As Governor of Oregon, I would always seek to act in accordance with the Libertarian Non-Aggression Axiom which states that “No man or group of men may aggress against the Person or just Property of any Individual.” It basically says that a Libertarian, or anyone, should not initiate aggression against anyone’s body or property, unless that person violates your person or property.
The Libertarian Non-Aggression Axiom is really not much different from the old Hippie saw which ran “Go ahead and do whatever you feel like doing, as long as you don’t hurt anyone else.” It is also in line with the real spirit of Buddhism, in my opinion (and I am not a Buddhist), in the sense of first making sure that one does no harm to another. Buddha refused to kill, and a Libertarian refuses to kill, unless attacked. And even then, since he has no pre-ordained political dogmas, he doesn’t really know what he’d do in that situation of being attacked.
Libertarianism also follows the political philosophy of that grand old Leftist Libertarian, Lord Bertrand Russell. Russell supplies us with the correct formula for political action in the face of injustice. Civil disobedience should not be carried out lightly, because the existing laws should be obeyed unless they are so repugnant to Conscience, that the Individual must refuse to obey them. If the injustice is not so heinous, then it should be opposed solely by non-violent political “agitation”, that is, peaceful political demonstrations, writing articles, giving speeches, running for elected office, the grand old Irish Capitalist weapon of the boycott, picketing, bringing legal suit, etc. These should be the methods if the injustice is not egregious. For example, the difference between opposing a tenth of one-percent sales tax levied on non-food items, and opposing Human slavery. One should be opposed by political debate, legislation, demonstrations, etc. The other should be overthrown.
One important question that arises simultaneously with the adoption of the Non-Aggression Axiom is that of what exactly is property ownership, or “just” property. This is the key to the ethical system of property rights known as Libertarianism.
Let’s say we are walking by an alley late at night, and we chance to see a young man of twenty, holding a gun on an elderly, silver-haired couple, and we hear him say, “Give me your wallets”. We assume that he is robbing them.
But say we learned that this young man had been employed by this elderly couple for a month cleaning latrines at bowling alleys, and when it came time for his monthly paycheck, the employers, that silver-haired couple we see in the alley, refused to pay him wages. Say furthermore, that after handing over their wallets, we knew the young man had removed from each wallet only the amount due to him, and not a cent more, and then had returned the wallets to the employers. Now our view of who is the scoundrel and who the innocent must face a complete reversal. We must admit that our first impression was completely prejudicial, and upon learning the facts we feel great sympathy for the young man, and great contempt for his exploiters. Because now we realize who is the just owner of the money involved in the “theft”, and who were the thieves, foiled by vigorous Libertarian action.
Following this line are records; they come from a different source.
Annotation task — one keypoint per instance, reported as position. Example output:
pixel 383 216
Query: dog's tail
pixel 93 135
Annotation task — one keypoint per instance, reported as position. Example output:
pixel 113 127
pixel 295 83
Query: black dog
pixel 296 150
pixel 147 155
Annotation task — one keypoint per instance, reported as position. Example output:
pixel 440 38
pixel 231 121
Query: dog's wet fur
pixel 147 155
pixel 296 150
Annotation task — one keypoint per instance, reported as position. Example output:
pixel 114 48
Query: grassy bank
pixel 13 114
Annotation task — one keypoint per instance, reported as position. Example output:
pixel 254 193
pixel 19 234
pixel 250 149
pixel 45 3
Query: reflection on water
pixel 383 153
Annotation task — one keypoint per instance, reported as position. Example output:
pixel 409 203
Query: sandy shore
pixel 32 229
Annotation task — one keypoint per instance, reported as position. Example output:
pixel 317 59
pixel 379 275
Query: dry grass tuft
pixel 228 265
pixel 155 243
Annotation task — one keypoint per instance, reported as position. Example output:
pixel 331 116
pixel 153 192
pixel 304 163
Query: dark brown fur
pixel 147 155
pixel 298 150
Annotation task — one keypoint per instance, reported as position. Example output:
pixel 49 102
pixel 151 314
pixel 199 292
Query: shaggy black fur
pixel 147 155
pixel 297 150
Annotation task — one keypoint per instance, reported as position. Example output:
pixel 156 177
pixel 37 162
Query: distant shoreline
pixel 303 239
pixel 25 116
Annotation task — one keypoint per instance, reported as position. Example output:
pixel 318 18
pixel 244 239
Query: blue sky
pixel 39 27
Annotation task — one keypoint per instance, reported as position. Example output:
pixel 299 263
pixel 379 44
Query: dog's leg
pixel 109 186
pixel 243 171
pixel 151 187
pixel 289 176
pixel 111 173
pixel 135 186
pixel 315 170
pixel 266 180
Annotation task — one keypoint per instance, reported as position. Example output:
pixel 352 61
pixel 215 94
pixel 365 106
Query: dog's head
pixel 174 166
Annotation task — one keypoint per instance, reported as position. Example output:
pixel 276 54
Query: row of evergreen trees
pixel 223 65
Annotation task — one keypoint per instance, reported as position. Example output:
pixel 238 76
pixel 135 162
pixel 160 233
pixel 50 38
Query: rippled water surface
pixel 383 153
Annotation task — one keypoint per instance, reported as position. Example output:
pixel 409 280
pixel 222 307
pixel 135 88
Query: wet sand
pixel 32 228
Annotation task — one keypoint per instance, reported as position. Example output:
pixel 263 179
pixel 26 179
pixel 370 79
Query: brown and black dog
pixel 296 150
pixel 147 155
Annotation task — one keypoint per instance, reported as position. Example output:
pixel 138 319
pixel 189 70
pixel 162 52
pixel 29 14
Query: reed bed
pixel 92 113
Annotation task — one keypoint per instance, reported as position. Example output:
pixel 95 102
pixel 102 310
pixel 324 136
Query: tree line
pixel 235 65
Libertarians also believe that for ends to be moral, the means must be also. This is one of their chief objections to taxation by the State, whom they compare to a highwayman, only worse, since the highwayman robs you once, and then goes on his way, while the State is robbing you from the cradle (look how these Liberals pile up the debt for the unborn) to the grave (the vile Estate tax, a violation of the Property Right of the Deceased to give away his property to whomever he chooses.)
Thus, Libertarianism, or Jeffersonian Minarchism, both of which are virtually identical to Classical Liberalism, the philosophy that fueled the British Liberal Party of the 19th Century, is really true Liberalism. It champions always justice in Property Rights for Individuals, for this is the only way you ever can possibly achieve Social Justice, a popular phrase of the Left, which has no meaning except in regards to Individual Property Rights. Individual Justice is Social Justice; there is no other.
And at the root of all this is the word Liberty, the word they put on all the American coins. The Freedom to “Go ahead and do whatever you want to do, as long as you don’t hurt anybody else.”